Sur ce texte, les débats se concentrent souvent sur la PMA, mais le projet de loi bioéthique est très large et touche de nombreux domaines. En première lecture, le Sénat avait refusé la levée systématique de l’anonymat des donneurs de gamètes, interdit la transcription à l’état civil d’enfants nés de GPA. Il s’était opposé à la création d’embryons chimériques et à certains diagnostics préimplantatoires, tout en ouvrant la recherche de « certaines pathologies très graves dans le cadre de dépistage néonatal », rappelle la corapporteure Corinne Imbert (rattaché au groupe LR).
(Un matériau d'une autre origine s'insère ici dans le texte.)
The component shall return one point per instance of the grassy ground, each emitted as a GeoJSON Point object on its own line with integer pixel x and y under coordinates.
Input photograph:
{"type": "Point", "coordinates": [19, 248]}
La recherche sur les cellules souches avait été encadrée et le principe des « bébés médicaments » avait été réintroduit (lire ici pour plus de détails sur le vote du Sénat en première lecture).
« Conservateur pragmatique »
Le sénateur LR Roger Karoutchi, qui se définit comme « un conservateur pragmatique » et qui avait voté pour l’extension de la PMA, mais s’était abstenu sur l’ensemble du texte, n’est plus certain de son vote du fait des modifications des députés. « L’Assemblée a passablement charcuté le texte du Sénat », regrette l’ancien ministre, appelant le gouvernement à « évoluer » avec les sénateurs vers un accord.
« Il y a des choses que l’on n’a pas gardées, comme la non-prise en charge par l’assurance maladie de la PMA. Je tiendrai une position ferme sur ce sujet », répond Olivier Véran, « on a aussi rétabli l’article 2 sur l’autoconservation » des gamètes. « Mais il y a des choses qu’on a gardées », poursuit-il, comme sur « les enjeux de dépistage prénatal ou sur l’ouverture au privé pour la conservation » des gamètes. « Sept ou huit articles ont été adoptés conformes », c’est-à-dire à l’identique, ajoute Adrien Taquet.
« Risque » sur les stocks de gamètes : « On est dans un flux tendu sur les spermatozoïdes et les ovocytes »
Muriel Jourda, corapporteure LR, souligne pour sa part que la PMA étendue et la levée de l’anonymat pour les donneurs de gamète risquent de créer « une pénurie ». La crise du Covid risque-t-elle aussi d’avoir un impact ? Concernant le niveau des stocks de gamètes, « c’est un risque » reconnaît le ministre, « on est dans un flux tendu sur les spermatozoïdes et les ovocytes. C’est un risque qu’on prend très au sérieux ». Mais Olivier Véran ne pense pas que la levée de l’anonymat entraîne une baisse du nombre ds donneurs.
La communiste Laurence Cohen salue pour sa part l’ouverture de la PMA à toutes les femmes. Mais elle regrette qu’on ait « maintenu un régime dérogatoire en matière de filiation pour l’enfant né par PMA. Et même si la rédaction actuelle a évolué, par rapport à la version initiale, le fait de créer deux régimes différents entre couples hétérosexuels et couples lesbiens institue obligatoirement une discrimination et une non-reconnaissance d’une parfaite égalité de ces familles ». Les débats continueront en séance.